Space shuttle Endeavour arrived in Kern County Thursday afternoon.
The orbiter touched down at Edwards Air Force Base.
NASA employees got together to say goodbye to an old friend that made one last swing through the high desert before heading for retirement in the southland.
She's the baby of the U.S. space shuttle fleet.
Nestled on the back of her modified 747 mothership, Endeavour returned to Edwards Air Force Base and Rodgers Dry Lake Bed, a frequently used alternate landing site for shuttle missions.
Endeavour will be the second of NASA's three surviving space shuttles to be transferred to museums.

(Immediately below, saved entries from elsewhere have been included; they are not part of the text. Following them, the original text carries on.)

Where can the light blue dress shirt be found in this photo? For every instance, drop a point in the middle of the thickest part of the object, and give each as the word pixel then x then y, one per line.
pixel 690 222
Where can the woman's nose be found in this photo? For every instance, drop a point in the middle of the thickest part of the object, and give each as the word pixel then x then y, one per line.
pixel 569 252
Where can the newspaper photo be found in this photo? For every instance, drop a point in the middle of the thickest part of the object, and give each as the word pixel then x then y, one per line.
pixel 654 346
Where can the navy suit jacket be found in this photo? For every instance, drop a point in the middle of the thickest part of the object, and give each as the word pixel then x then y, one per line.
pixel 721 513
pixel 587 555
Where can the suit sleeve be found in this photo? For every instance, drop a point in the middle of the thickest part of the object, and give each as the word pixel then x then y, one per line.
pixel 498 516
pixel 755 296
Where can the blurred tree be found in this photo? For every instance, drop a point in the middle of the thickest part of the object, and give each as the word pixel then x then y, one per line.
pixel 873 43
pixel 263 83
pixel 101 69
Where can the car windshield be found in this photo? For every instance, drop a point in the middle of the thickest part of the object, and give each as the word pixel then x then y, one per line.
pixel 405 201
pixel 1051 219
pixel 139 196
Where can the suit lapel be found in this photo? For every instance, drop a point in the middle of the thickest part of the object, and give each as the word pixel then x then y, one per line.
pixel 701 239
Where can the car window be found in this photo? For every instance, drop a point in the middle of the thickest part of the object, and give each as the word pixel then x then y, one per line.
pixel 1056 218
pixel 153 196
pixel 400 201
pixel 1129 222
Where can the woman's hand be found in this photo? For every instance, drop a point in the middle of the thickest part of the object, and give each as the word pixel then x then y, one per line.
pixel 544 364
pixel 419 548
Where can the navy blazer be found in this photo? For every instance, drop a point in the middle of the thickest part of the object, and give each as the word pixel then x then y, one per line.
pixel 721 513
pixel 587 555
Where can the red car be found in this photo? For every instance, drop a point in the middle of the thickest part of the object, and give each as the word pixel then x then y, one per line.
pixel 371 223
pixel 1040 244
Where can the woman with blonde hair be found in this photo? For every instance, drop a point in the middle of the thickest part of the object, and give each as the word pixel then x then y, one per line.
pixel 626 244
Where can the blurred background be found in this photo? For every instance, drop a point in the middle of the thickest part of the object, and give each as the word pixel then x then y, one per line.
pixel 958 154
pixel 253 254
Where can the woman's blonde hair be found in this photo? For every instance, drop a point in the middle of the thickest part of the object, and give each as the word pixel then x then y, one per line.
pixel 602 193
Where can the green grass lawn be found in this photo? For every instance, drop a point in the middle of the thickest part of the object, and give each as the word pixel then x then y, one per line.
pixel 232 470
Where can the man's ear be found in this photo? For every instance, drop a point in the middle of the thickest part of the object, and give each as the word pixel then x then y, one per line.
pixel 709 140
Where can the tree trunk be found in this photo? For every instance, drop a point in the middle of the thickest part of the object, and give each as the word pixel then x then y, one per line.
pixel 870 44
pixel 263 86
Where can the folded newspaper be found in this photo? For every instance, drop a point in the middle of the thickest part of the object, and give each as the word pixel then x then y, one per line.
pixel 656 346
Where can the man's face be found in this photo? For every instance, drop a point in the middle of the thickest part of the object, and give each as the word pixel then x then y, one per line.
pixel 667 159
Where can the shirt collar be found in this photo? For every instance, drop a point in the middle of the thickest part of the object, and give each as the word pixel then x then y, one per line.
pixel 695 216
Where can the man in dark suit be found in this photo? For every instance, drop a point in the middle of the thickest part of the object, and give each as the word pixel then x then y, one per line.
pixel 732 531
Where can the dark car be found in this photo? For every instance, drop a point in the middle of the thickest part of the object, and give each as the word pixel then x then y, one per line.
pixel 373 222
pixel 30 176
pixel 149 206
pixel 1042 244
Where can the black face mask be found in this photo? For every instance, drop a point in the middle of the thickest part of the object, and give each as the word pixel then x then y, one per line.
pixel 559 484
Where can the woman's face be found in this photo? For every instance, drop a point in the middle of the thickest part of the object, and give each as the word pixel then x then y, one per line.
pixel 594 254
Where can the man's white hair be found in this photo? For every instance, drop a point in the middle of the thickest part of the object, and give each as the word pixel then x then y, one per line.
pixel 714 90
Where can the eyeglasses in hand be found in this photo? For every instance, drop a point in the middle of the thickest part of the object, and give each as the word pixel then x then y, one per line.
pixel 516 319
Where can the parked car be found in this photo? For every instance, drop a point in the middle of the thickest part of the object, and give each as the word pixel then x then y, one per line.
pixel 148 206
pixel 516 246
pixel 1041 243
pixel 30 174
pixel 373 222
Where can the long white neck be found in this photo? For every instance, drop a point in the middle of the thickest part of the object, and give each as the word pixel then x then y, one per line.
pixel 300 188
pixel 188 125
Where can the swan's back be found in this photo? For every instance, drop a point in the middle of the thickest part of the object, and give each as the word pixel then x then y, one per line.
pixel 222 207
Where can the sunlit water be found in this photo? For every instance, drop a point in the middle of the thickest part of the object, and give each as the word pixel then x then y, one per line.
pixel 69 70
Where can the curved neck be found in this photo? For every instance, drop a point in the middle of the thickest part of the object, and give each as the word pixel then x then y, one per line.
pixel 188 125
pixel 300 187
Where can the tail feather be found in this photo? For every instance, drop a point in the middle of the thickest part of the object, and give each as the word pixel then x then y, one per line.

This visit to Dryden Flight Research Center stirred up strong emotions among NASA employees like Bill Brockett, who piloted NASA's 747 mothership Thursday.
"It's a bittersweet day. I've been flying the airplane and ferrying shuttles for 12 years. And, realizing that this flight and tomorrow's will be the last two times that happens is certainly a sobering moment," said Brockett.
It's the end of an impressive run for this orbiter.
From its first mission in 1991 to her final flight in 2011, Endeavour flew 25 missions and logged more than 120 million miles in space, circling the Earth 4,671 times, with 299 days in space.
Endeavour was built to replace the shuttle Challenger after it was destroyed in a fatal accident in January 1986.
After the shuttle Columbia disaster in 2003, the decision was made to retire the remaining space shuttles once the space station was complete, a milestone reached last year.
Several private firms are working to develop commercial spaceships to carry tourists and NASA astronauts to the Space Station and other outposts in orbit.
NASA is currently investing more than a billion dollars to develop a new space transportation system to carry astronauts to the moon, asteroids, Mars and deep space.
It was an emotional day for Dryden's scientists, engineers and support staff.
Dryden is a proving ground for technologies and theories through flight research.
After a series of approach and landing tests at Dryden, the prototype shuttle Enterprise proved conclusively that the shuttle could land unpowered.
"The first 'drop and land' flights were dropped off this very 747, in 1977 and '78. And, the orbiter landed unpowered on the dry lake right here at Dryden Flight Research facility," said Brockett.
All but one of the early shuttle landings were at Edwards Air Force Base, and the orbiters returned from Space to a Kern County welcome 54 times during the operational shuttle program.
Most of these workers at Dryden have never had the opportunity to see a space shuttle up close. And, for many of them, this is personal.
"It's so cool. You just never get tired of it," said Becky Miani, NASA Budget Analyst.
"It's sad because it's leaving and there we'll never be anything like it again," said John Marcrum, NASA Chief Safety Officer.
Christina Chance started her computer programming career with Rockwell International. Chance helped write the computer code for the Enterprise's navigation and guidance systems.
"It's something I started with, and it's sad to see it on the back of a 747 knowing it's never going to fly again," said Chance.
Endeavour and crew will spend Thursday night at Edwards before leaving early Friday morning on the final leg of their cross-country journey to the California Science Center in Los Angeles.